Caping Gunung Indonesia |
Orang yang membuat sesaji dianggap sebagai orang yang tunduk, kalah, dan mau menjadi budak setan. Ini benar-benar opini “sampah” yang telah menyesatkan umat manusia selama puluhan tahun.
Junk Opinion
Ada satu lagi pemahaman salah kaprah yang terlanjur diyakini kebenarannya oleh sebagian masyarakat kita. Akibatnya bisa fatal, apalagi mengenai hal-hal yang berhubungan dengan gaib. Sebab dapat mendiskreditkan kelompok tertentu, atau bahasa kasarnya menimbulkan fitnah. Saya istilahkan sebagai persepsi “sampah”, atau junk opinion. Timbulnya junk opinion ini disebabkan oleh beberapa hal misalnya:
- Kurangnya ilmu pengetahuan dan informasi mengenai suatu hal sehingga menyebabkan penilaian yang salah.

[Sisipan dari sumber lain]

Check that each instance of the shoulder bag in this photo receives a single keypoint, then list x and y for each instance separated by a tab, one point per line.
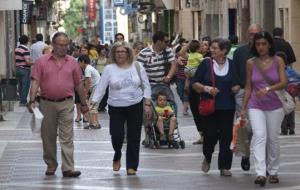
207	106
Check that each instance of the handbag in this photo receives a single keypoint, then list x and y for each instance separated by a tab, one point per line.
138	69
288	103
207	106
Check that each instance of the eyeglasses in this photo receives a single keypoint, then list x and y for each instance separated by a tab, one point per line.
121	51
60	45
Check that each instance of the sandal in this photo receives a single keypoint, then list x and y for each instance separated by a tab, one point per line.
261	180
273	179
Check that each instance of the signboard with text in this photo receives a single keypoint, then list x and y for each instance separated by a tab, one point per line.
26	12
118	3
91	9
6	5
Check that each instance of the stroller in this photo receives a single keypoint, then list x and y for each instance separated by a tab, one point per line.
151	132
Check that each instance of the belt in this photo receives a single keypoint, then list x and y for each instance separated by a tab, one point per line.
23	67
57	100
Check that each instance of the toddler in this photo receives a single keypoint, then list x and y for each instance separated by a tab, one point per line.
165	115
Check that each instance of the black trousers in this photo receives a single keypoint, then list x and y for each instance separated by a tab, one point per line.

- Tidak memahami secara obyektif, yang disebabkan oleh sikap tidak suka terhadap suatu hal, sehingga menimbulkan penilaian yang tendensius menyudutkan kelompok tertentu.
- Orang tidak mengalami, tidak melakukan, dan tidak memahami suatu hal. Melainkan hanya menerima apa adanya, taken for granted, tetapi buru-buru dianggap sebagai suatu informasi yang benar. Misalnya kita memahami suatu hal tetapi referensinya sangat lemah, hanya berdasarkan cerita dari mulut ke mulut. Atau “katanya”, Jawa: ujare, Sunda : ceunah ceuk ceunah.
- Opini “sampah” dapat berkembang pesat menjadi opini masyarakat (public opinion) apabila didukung oleh kepentingan kelompok (vested interest), kekuatan dan kekuasaan politik melalui media massa menjadi “kampanye hitam” (black champagne) yang bersifat masif. Bentuk-bentuk “kampanye hitam”, entah disadari atau tidak seringkali dilakukan oleh media massa, media elektronik seperti tayangan hiburan dan misteri di beberapa stasiun televisi swasta di Indonesia.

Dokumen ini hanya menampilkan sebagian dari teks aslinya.